Being an artist implies a certain lifestyle, a way of seeing the world. Being an artist means you are constantly exploring, wondering and arguing about how the world is or how it should be. In a nutshell, being an artist means having a free soul: untamed, bold and daring. Being an artist is a full-time job, because you are always working with your creative self. And most people know that; this is why people always roll their eyes when I tell them that in addition to being an artist, I am a life coach.
When I was young, I wanted to study one of two things: fine arts or psychology. I know now that the things we want when we are young always find a way to come back and haunt us, as they did to me until I started a professional career as an artist, studied art therapy, and became a certified life coach.

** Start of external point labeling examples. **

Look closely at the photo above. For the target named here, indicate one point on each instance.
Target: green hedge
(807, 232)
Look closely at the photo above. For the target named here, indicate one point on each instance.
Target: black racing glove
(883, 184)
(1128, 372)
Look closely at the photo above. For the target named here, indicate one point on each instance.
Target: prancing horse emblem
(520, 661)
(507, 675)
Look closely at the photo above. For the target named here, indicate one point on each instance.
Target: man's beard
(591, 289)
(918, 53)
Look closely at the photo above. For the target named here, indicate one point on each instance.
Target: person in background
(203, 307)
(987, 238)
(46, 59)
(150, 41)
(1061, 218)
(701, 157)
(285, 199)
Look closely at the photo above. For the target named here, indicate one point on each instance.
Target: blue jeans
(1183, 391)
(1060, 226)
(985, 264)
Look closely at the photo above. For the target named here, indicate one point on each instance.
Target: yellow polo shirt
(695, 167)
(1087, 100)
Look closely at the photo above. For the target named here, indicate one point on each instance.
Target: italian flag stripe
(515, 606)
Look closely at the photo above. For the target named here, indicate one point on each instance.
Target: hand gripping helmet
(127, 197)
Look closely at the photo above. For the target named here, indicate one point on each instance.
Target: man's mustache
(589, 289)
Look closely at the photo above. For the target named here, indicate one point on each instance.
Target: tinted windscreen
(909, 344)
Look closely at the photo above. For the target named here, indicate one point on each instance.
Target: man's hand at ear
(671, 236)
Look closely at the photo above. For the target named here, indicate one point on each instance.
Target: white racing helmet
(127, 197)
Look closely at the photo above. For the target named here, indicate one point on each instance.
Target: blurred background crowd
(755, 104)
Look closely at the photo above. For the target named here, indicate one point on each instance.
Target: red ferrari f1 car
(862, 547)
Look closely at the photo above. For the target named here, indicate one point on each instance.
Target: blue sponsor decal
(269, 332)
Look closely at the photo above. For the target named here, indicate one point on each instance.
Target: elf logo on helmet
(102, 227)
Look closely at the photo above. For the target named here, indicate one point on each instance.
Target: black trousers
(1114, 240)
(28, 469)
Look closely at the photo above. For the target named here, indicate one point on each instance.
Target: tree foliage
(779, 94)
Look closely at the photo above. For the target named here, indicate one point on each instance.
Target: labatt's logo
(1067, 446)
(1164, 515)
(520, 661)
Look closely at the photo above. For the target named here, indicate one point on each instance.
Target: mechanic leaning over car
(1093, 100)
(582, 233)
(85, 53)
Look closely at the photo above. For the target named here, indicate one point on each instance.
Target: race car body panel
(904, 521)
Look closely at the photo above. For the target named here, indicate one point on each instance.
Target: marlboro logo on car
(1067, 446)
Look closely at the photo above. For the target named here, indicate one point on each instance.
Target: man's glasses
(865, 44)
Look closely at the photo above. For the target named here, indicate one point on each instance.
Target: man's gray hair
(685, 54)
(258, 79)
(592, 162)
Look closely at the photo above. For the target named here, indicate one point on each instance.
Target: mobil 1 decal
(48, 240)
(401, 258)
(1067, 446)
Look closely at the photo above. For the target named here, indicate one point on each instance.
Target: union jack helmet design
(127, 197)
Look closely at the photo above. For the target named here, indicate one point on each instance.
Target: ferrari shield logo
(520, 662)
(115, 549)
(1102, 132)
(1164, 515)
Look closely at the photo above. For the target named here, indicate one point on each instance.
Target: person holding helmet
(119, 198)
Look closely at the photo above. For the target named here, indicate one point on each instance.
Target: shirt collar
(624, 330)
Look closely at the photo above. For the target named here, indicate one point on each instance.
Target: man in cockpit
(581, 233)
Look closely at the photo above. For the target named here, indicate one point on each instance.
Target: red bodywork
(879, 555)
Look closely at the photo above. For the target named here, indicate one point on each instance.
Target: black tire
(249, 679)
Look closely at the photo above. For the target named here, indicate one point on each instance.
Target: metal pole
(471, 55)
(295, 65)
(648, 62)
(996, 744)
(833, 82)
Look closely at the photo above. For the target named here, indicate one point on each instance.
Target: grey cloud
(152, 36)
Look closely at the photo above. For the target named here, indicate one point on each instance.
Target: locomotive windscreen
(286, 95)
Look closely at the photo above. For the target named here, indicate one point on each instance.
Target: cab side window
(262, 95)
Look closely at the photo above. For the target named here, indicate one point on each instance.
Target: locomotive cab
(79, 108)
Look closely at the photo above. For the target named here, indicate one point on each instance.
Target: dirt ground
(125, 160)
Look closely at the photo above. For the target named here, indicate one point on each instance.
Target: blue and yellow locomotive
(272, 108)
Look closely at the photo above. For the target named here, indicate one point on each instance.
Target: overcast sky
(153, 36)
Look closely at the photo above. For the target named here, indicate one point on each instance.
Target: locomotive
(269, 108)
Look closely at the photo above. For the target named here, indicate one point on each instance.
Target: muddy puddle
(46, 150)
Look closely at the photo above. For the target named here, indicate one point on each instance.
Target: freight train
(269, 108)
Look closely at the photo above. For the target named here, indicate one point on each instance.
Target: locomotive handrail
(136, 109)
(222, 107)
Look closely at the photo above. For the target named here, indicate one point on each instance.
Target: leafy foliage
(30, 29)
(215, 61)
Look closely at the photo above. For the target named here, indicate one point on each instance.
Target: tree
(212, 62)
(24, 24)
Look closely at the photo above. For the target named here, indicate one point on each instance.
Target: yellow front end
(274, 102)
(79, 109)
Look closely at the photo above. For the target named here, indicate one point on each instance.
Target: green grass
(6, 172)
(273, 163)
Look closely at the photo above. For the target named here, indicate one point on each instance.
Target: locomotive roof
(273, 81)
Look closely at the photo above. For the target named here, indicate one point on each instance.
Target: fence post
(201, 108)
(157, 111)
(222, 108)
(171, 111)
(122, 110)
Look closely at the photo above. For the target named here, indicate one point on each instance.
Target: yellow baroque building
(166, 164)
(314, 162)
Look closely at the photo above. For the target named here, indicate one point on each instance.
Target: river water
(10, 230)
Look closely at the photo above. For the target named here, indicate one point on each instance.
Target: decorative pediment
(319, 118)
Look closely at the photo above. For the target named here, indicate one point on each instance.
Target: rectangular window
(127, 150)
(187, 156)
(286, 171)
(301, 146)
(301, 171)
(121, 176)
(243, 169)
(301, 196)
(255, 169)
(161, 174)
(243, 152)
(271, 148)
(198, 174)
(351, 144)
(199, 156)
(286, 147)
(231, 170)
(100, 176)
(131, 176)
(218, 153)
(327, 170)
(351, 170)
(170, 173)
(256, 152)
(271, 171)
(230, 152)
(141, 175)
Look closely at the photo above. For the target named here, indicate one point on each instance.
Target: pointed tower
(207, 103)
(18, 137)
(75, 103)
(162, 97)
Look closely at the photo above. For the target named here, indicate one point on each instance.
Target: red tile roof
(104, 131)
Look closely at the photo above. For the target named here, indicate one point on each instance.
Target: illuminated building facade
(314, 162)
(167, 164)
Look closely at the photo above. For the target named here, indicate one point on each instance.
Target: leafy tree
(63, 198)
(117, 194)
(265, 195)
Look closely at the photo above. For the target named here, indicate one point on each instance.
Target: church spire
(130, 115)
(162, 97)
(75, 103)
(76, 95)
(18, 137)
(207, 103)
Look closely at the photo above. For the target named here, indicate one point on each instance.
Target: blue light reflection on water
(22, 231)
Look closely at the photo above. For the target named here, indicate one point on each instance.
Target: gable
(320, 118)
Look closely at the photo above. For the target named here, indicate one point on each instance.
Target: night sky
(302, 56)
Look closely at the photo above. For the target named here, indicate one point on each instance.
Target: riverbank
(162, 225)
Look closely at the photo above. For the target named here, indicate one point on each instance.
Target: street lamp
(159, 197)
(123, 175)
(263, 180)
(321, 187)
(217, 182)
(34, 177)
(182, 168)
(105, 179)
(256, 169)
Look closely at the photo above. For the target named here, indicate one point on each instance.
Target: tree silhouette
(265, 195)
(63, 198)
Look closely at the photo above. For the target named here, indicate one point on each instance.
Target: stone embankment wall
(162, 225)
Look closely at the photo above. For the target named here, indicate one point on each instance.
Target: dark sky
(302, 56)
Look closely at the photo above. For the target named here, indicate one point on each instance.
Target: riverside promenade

Life coaching and art are, to me at least, deeply intertwined on so many levels. At some point, I can barely see that fine line that separates them.
There is a saying that goes: “Talent hits a target no one else can hit, genius hits a target no one else can see.” I would not go so far as to say that every artist is a genius, but this is the goal of every artist: to grasp and display something no one else can see; to reveal what is concealed.
The same applies to life coaching. The goal is to reveal to a person that which is concealed from him or her, what they cannot see, and to help them through the journey of self-actualization and realization. That is the essence of life coaching.
After spending a year and a half at the Misk Foundation, working with the Misk Art institute, doing what I love and enjoy, a narrative crystallized, a window opened into the future of my life, and I saw what I wanted: me focusing on my work, my art and my hobbies. So I left my position there and started my practice as a cultural and creative consultant, where I have had the chance to work on many exciting projects, one of which was the movie “Born a King.”
Now, I spend my days in my studio, focusing on my art, developing and experimenting with the creative process, whether it is through painting or other mediums. Documenting scenes of daily life that seem dull to the untrained eye is one of my obsessions: a floating balloon, birds, forgotten roses on the street — I love searching for beauty where no one else cares to see it.
A perfect day for me includes yoga, some family time, art, moments of self-awareness, deep conversations with interesting people, a good meal and a little rain. Why the rain, you ask? Because when it rains, I take my canvas out (a task that involves some heavy lifting), and I let the sky express itself with the help of my colors.